Doping Si with appropriate deep level impurities at sufficiently high concentrations can lead to the formation of intermediate bands within the band gap. This permits absorption in Si at sub-band gap wavelengths (beyond the band-to-band absorption limit at 1100 nm). Such a material opens up the possibility of fabricating Si-based optoelectronic devices that operate in the near- to mid-infrared region, which are substantially cheaper and more CMOS-compatible than their compound semiconductor counterparts.
Since deep level dopants have very low solubility in Si, highly non-equilibrium conditions are required to trap them inside the Si lattice. A well-established method for fabricating such hyperdoped materials is ion implantation followed by pulsed laser melting (PLM). After PLM, the steep temperature gradient induced by the laser pulse results in rapid resolidification of the Si crystal from a dopant-rich melt, allowing the dopants to be incorporated at concentrations which exceed the equilibrium solubility by several orders of magnitude.

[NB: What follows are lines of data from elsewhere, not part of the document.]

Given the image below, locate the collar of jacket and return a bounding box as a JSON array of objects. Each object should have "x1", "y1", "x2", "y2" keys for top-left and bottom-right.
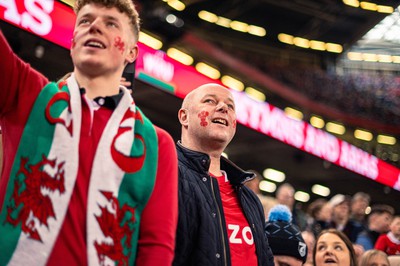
[{"x1": 176, "y1": 141, "x2": 255, "y2": 186}]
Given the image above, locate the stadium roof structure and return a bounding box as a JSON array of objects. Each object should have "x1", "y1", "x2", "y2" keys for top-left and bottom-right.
[
  {"x1": 349, "y1": 5, "x2": 400, "y2": 56},
  {"x1": 140, "y1": 0, "x2": 400, "y2": 61}
]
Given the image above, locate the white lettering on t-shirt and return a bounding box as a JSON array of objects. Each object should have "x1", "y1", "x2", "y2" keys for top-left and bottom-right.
[{"x1": 228, "y1": 224, "x2": 254, "y2": 245}]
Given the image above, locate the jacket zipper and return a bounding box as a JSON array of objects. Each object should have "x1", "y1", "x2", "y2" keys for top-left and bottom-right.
[
  {"x1": 238, "y1": 187, "x2": 261, "y2": 265},
  {"x1": 210, "y1": 177, "x2": 228, "y2": 266}
]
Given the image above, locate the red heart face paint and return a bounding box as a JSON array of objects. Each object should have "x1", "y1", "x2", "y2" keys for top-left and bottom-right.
[
  {"x1": 198, "y1": 111, "x2": 209, "y2": 127},
  {"x1": 114, "y1": 36, "x2": 125, "y2": 54}
]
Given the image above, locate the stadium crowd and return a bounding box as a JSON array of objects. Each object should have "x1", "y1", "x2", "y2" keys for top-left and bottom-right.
[
  {"x1": 262, "y1": 61, "x2": 400, "y2": 126},
  {"x1": 246, "y1": 177, "x2": 400, "y2": 265},
  {"x1": 228, "y1": 47, "x2": 400, "y2": 127}
]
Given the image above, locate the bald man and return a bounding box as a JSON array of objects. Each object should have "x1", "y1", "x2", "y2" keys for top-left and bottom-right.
[{"x1": 172, "y1": 84, "x2": 274, "y2": 266}]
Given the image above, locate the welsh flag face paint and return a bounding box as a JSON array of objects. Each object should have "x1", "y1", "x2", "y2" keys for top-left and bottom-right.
[
  {"x1": 114, "y1": 36, "x2": 126, "y2": 54},
  {"x1": 198, "y1": 111, "x2": 209, "y2": 127}
]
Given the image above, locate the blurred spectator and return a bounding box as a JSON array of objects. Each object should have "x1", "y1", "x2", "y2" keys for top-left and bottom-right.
[
  {"x1": 306, "y1": 198, "x2": 332, "y2": 238},
  {"x1": 356, "y1": 204, "x2": 395, "y2": 251},
  {"x1": 301, "y1": 230, "x2": 315, "y2": 266},
  {"x1": 329, "y1": 194, "x2": 364, "y2": 242},
  {"x1": 313, "y1": 229, "x2": 358, "y2": 266},
  {"x1": 244, "y1": 170, "x2": 263, "y2": 196},
  {"x1": 359, "y1": 249, "x2": 390, "y2": 266},
  {"x1": 375, "y1": 215, "x2": 400, "y2": 255},
  {"x1": 265, "y1": 205, "x2": 307, "y2": 266},
  {"x1": 245, "y1": 170, "x2": 278, "y2": 218},
  {"x1": 275, "y1": 183, "x2": 307, "y2": 230},
  {"x1": 350, "y1": 192, "x2": 371, "y2": 227}
]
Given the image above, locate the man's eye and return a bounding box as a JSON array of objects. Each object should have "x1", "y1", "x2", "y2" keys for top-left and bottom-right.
[
  {"x1": 228, "y1": 104, "x2": 235, "y2": 110},
  {"x1": 79, "y1": 19, "x2": 90, "y2": 25},
  {"x1": 205, "y1": 99, "x2": 215, "y2": 104},
  {"x1": 107, "y1": 21, "x2": 118, "y2": 28}
]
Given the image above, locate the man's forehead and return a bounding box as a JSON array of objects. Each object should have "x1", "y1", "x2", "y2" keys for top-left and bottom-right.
[
  {"x1": 196, "y1": 86, "x2": 233, "y2": 99},
  {"x1": 77, "y1": 3, "x2": 123, "y2": 18}
]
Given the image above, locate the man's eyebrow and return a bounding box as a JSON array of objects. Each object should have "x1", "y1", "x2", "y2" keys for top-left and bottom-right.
[
  {"x1": 103, "y1": 15, "x2": 120, "y2": 22},
  {"x1": 202, "y1": 94, "x2": 235, "y2": 104},
  {"x1": 77, "y1": 12, "x2": 92, "y2": 19},
  {"x1": 77, "y1": 13, "x2": 121, "y2": 23}
]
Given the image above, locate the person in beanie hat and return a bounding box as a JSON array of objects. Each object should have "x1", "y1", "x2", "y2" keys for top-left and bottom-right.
[{"x1": 265, "y1": 204, "x2": 308, "y2": 265}]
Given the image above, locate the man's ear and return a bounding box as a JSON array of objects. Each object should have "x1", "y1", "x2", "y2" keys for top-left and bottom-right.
[
  {"x1": 178, "y1": 108, "x2": 189, "y2": 127},
  {"x1": 126, "y1": 45, "x2": 138, "y2": 63}
]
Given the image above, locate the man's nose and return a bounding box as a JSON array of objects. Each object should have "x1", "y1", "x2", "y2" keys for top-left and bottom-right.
[
  {"x1": 216, "y1": 102, "x2": 228, "y2": 113},
  {"x1": 89, "y1": 18, "x2": 103, "y2": 34}
]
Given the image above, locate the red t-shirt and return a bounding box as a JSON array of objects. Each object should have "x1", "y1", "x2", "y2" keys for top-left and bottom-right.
[
  {"x1": 375, "y1": 232, "x2": 400, "y2": 256},
  {"x1": 213, "y1": 172, "x2": 258, "y2": 266}
]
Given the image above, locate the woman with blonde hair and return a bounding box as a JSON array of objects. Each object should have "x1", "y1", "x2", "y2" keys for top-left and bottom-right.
[{"x1": 359, "y1": 249, "x2": 389, "y2": 266}]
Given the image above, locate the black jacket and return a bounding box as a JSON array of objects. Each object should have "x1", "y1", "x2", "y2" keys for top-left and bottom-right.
[{"x1": 173, "y1": 142, "x2": 274, "y2": 266}]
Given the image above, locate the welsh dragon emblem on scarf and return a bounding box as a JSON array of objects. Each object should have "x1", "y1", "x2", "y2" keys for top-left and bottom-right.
[{"x1": 0, "y1": 74, "x2": 158, "y2": 266}]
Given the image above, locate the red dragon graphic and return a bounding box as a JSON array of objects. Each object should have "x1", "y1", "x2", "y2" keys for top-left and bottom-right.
[
  {"x1": 94, "y1": 191, "x2": 136, "y2": 266},
  {"x1": 6, "y1": 155, "x2": 66, "y2": 242}
]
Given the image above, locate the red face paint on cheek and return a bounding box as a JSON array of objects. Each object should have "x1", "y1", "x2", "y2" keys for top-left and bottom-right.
[
  {"x1": 232, "y1": 120, "x2": 237, "y2": 129},
  {"x1": 198, "y1": 111, "x2": 209, "y2": 127},
  {"x1": 114, "y1": 36, "x2": 125, "y2": 54}
]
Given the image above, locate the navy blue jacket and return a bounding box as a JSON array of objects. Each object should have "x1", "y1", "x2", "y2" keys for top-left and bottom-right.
[{"x1": 173, "y1": 142, "x2": 274, "y2": 266}]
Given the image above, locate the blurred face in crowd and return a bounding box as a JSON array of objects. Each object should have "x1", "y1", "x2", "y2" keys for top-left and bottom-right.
[
  {"x1": 351, "y1": 197, "x2": 369, "y2": 217},
  {"x1": 318, "y1": 203, "x2": 333, "y2": 222},
  {"x1": 314, "y1": 233, "x2": 351, "y2": 266},
  {"x1": 244, "y1": 176, "x2": 261, "y2": 194},
  {"x1": 365, "y1": 254, "x2": 389, "y2": 266},
  {"x1": 372, "y1": 212, "x2": 393, "y2": 233},
  {"x1": 390, "y1": 217, "x2": 400, "y2": 238},
  {"x1": 273, "y1": 255, "x2": 303, "y2": 266},
  {"x1": 333, "y1": 201, "x2": 350, "y2": 221},
  {"x1": 276, "y1": 185, "x2": 295, "y2": 209},
  {"x1": 179, "y1": 84, "x2": 237, "y2": 151}
]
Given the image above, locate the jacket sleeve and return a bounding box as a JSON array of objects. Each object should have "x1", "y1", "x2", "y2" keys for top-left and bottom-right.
[
  {"x1": 0, "y1": 29, "x2": 48, "y2": 116},
  {"x1": 171, "y1": 166, "x2": 196, "y2": 266},
  {"x1": 135, "y1": 126, "x2": 178, "y2": 266}
]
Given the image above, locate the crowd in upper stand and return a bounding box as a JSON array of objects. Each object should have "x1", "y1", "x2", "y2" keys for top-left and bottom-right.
[
  {"x1": 262, "y1": 61, "x2": 400, "y2": 126},
  {"x1": 226, "y1": 46, "x2": 400, "y2": 127}
]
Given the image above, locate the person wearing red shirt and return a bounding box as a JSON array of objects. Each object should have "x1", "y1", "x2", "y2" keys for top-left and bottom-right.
[
  {"x1": 173, "y1": 84, "x2": 274, "y2": 266},
  {"x1": 375, "y1": 216, "x2": 400, "y2": 256},
  {"x1": 0, "y1": 0, "x2": 178, "y2": 265}
]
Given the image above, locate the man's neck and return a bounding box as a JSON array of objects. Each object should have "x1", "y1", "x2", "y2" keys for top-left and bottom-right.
[
  {"x1": 74, "y1": 71, "x2": 121, "y2": 99},
  {"x1": 181, "y1": 139, "x2": 224, "y2": 176},
  {"x1": 208, "y1": 152, "x2": 222, "y2": 176}
]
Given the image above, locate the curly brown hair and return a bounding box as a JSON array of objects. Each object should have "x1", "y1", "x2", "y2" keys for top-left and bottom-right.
[{"x1": 74, "y1": 0, "x2": 140, "y2": 40}]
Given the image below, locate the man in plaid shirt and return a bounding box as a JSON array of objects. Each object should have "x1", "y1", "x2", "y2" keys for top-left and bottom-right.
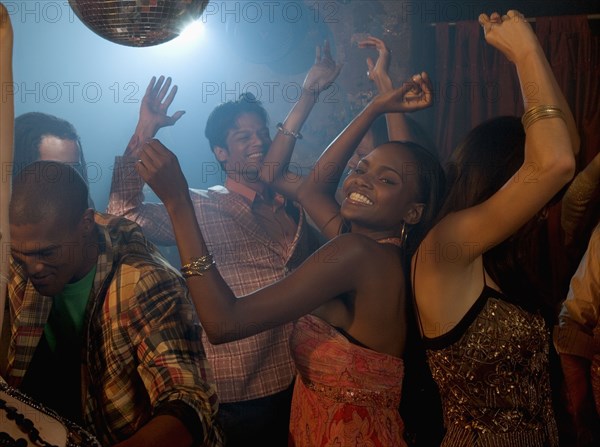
[
  {"x1": 106, "y1": 61, "x2": 338, "y2": 444},
  {"x1": 5, "y1": 161, "x2": 223, "y2": 447}
]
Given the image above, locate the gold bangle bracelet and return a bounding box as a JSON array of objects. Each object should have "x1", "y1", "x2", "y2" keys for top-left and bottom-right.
[
  {"x1": 521, "y1": 105, "x2": 565, "y2": 131},
  {"x1": 181, "y1": 254, "x2": 216, "y2": 278}
]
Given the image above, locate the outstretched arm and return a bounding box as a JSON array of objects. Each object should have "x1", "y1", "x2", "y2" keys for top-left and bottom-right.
[
  {"x1": 359, "y1": 36, "x2": 417, "y2": 142},
  {"x1": 297, "y1": 73, "x2": 433, "y2": 239},
  {"x1": 107, "y1": 76, "x2": 185, "y2": 244},
  {"x1": 424, "y1": 11, "x2": 576, "y2": 264},
  {"x1": 261, "y1": 41, "x2": 341, "y2": 199},
  {"x1": 413, "y1": 10, "x2": 576, "y2": 341},
  {"x1": 125, "y1": 76, "x2": 185, "y2": 159},
  {"x1": 113, "y1": 416, "x2": 193, "y2": 447},
  {"x1": 137, "y1": 140, "x2": 376, "y2": 344}
]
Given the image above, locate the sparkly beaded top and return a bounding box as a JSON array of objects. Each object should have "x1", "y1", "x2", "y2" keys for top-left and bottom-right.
[{"x1": 423, "y1": 288, "x2": 559, "y2": 446}]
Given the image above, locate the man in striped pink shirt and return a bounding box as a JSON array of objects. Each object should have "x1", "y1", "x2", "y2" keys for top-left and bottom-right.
[{"x1": 107, "y1": 58, "x2": 339, "y2": 444}]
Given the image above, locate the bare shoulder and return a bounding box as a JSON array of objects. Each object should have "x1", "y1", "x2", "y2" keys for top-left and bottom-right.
[
  {"x1": 415, "y1": 209, "x2": 485, "y2": 269},
  {"x1": 314, "y1": 233, "x2": 401, "y2": 274}
]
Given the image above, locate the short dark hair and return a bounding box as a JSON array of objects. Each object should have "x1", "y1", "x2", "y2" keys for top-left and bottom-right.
[
  {"x1": 10, "y1": 161, "x2": 90, "y2": 230},
  {"x1": 439, "y1": 116, "x2": 555, "y2": 318},
  {"x1": 13, "y1": 112, "x2": 87, "y2": 182},
  {"x1": 204, "y1": 92, "x2": 269, "y2": 152}
]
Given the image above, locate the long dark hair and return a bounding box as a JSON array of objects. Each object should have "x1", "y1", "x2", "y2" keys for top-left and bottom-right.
[
  {"x1": 440, "y1": 116, "x2": 554, "y2": 319},
  {"x1": 440, "y1": 116, "x2": 525, "y2": 217},
  {"x1": 394, "y1": 140, "x2": 446, "y2": 446}
]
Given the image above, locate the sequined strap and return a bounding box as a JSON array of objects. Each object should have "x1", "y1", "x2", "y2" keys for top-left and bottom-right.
[{"x1": 301, "y1": 377, "x2": 401, "y2": 408}]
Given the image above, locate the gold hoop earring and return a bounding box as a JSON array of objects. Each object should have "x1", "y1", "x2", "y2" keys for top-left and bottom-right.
[{"x1": 400, "y1": 221, "x2": 407, "y2": 246}]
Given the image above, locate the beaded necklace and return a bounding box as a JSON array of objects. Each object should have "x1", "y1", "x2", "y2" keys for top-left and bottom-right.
[
  {"x1": 0, "y1": 397, "x2": 58, "y2": 447},
  {"x1": 376, "y1": 236, "x2": 403, "y2": 248}
]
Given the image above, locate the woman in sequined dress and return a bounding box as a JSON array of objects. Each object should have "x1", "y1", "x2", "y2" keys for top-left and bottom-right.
[
  {"x1": 137, "y1": 78, "x2": 445, "y2": 446},
  {"x1": 411, "y1": 10, "x2": 580, "y2": 446}
]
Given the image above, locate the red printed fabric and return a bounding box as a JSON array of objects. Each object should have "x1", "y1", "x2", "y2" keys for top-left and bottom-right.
[{"x1": 289, "y1": 315, "x2": 406, "y2": 447}]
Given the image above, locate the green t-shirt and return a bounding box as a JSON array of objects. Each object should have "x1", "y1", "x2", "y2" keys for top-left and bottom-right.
[
  {"x1": 21, "y1": 266, "x2": 96, "y2": 425},
  {"x1": 44, "y1": 265, "x2": 96, "y2": 352}
]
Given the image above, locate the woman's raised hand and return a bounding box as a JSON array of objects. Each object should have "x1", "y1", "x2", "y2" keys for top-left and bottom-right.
[
  {"x1": 136, "y1": 139, "x2": 191, "y2": 209},
  {"x1": 373, "y1": 72, "x2": 433, "y2": 114},
  {"x1": 358, "y1": 35, "x2": 393, "y2": 92},
  {"x1": 302, "y1": 40, "x2": 342, "y2": 96},
  {"x1": 479, "y1": 10, "x2": 539, "y2": 64}
]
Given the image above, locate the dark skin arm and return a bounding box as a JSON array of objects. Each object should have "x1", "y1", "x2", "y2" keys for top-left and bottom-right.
[
  {"x1": 113, "y1": 416, "x2": 192, "y2": 447},
  {"x1": 137, "y1": 140, "x2": 384, "y2": 344},
  {"x1": 358, "y1": 35, "x2": 416, "y2": 142}
]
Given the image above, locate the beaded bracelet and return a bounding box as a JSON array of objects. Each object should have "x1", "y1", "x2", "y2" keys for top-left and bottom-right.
[
  {"x1": 521, "y1": 105, "x2": 565, "y2": 131},
  {"x1": 276, "y1": 123, "x2": 303, "y2": 140},
  {"x1": 181, "y1": 254, "x2": 216, "y2": 278}
]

Indeed, an infrared photodetector has been previously demonstrated using Au hyperdoped Si fabricated by ion implantation and pulsed laser melting . However, the external quantum efficiency of the demonstration device is poor (~2.8E-4 at 1310 nm) with room for improvement in both device architecture and optical absorption.
In the current work, we optimize both the ion implantation and PLM conditions in an attempt to further increase the substitutional Au concentration. RBS/C, SEM, TEM, EDS were employed to characterize both the structure and composition of the Au hyperdoped Si for further optimization of the optical absorption. We show a ten-fold increase in sub-band gap absorption compared with previous attempts when the peak Au concentrations exceeds ~1 atom. %- a result that is particularly interesting given that these Au concentrations transcend the threshold concentration for the so-called “cellular breakdown”, a morphological feature previously thought to impede the sub-band gap absorption, to occur.
 Mailoa, J.P., et al., Nat Comm, 2014. 5: p. 3011.